Secondly, the claimant's burden of proof is substantial and no legal presumptions can be applied. Particularly the requirement of causation between the losses incurred and the dissemination of false and misleading information is a serious obstacle to compensation. Furthermore, note that French courts have a discretionary power to decide on the amount of compensation. The consequence of this discretion is a wide range of methods used to calculate compensation. Recently, French courts have ruled in favour of investors claiming damages for losses incurred as a result of misinformation.
French courts, including the Supreme Court adopted the notion of loss of chance as the proper loss category that can be compensated in (corporate) misinformation cases. This notion is based on the premise that the investor was denied the opportunity to invest in more profitable securities by the publication of the false and misleading information. Therefore the issuer and/or the lead manager is liable to compensate the investor for the loss of a chance of having invested more profitably. In prospectus liability cases, this notion is used to claim for the losses incurred as a result of false or misleading information in the prospectus.
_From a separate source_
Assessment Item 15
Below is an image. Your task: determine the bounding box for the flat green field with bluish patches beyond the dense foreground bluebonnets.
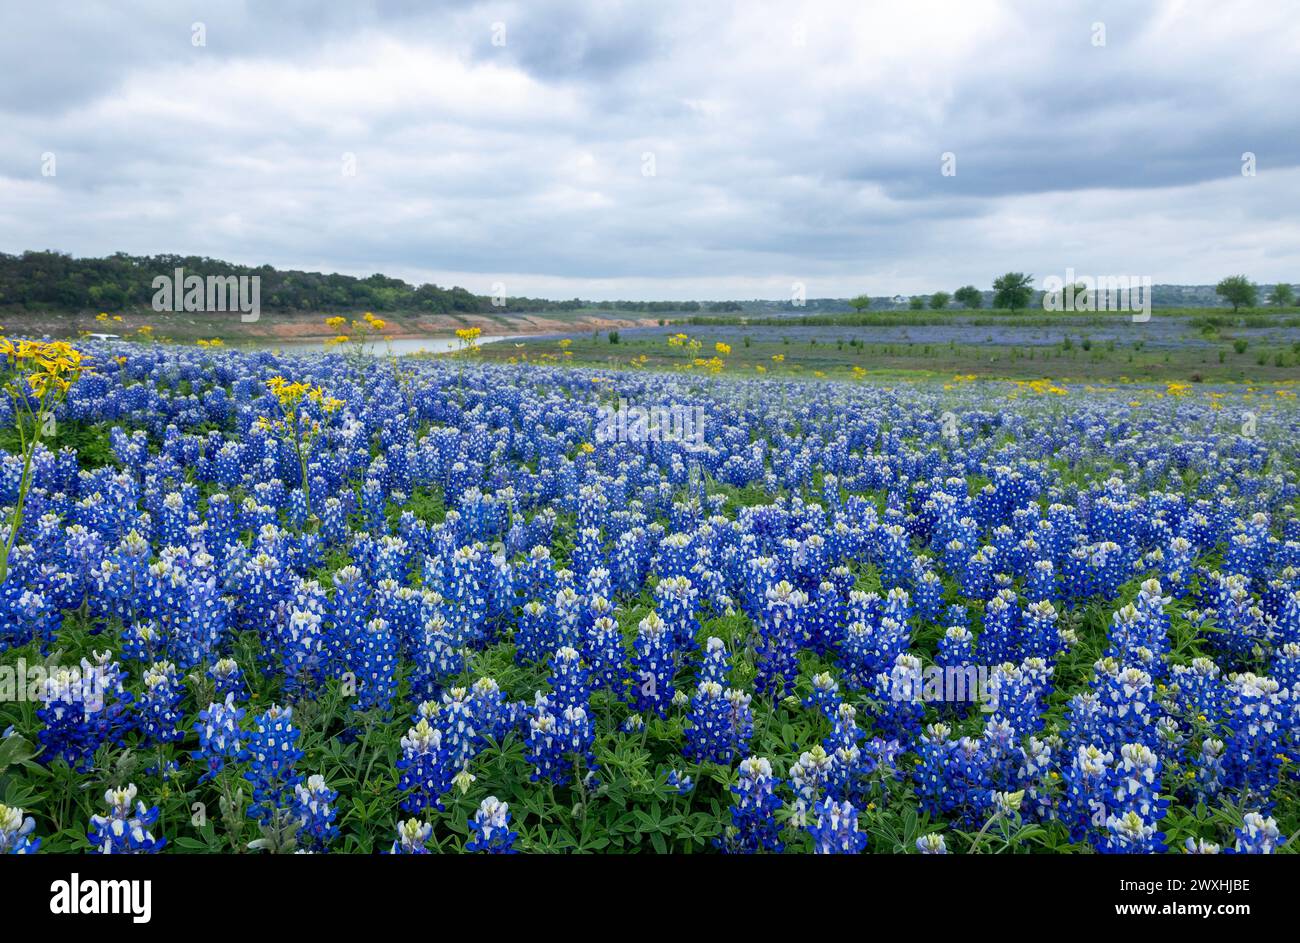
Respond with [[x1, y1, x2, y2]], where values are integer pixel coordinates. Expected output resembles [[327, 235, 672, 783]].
[[481, 315, 1300, 384]]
Even though French private law allows for damage claims by private investors, civil court proceedings are not frequently used due to the costs and risks of private litigation and the Jack of a proper collective action based on an opt-out model.
The French collective action provision (action en représentation conjointe) in section L. 452-2 of the French Monetary and Financial Code provides that shareholders associations may bring a collective claim against the issuer and/or the lead manager if at least 2 investors have given this association a mandate. This provision has the features of an opt-in collective action model: private parties need to give a mandate in order to be bound by the judgment in the collective action.
The proposal by the Coulon Committee on the reform of French business law is similar to the Dutch collective action procedure laid down in section 305a DCC. The collective action proposed by this Committee consists of two stages. In the first stage, the court rules upon whether the defendant's behaviour was tortious towards the typical investor belonging to that class. If the court rules affirmatively and no settlement is reached between the shareholders association and the defendant, investors need to file individual claims for compensation of their losses. Furthermore, the proposed collective action is not based on an opt-out model in which investors are bound by the court judgment unless they use their right to opt-out from the settlement.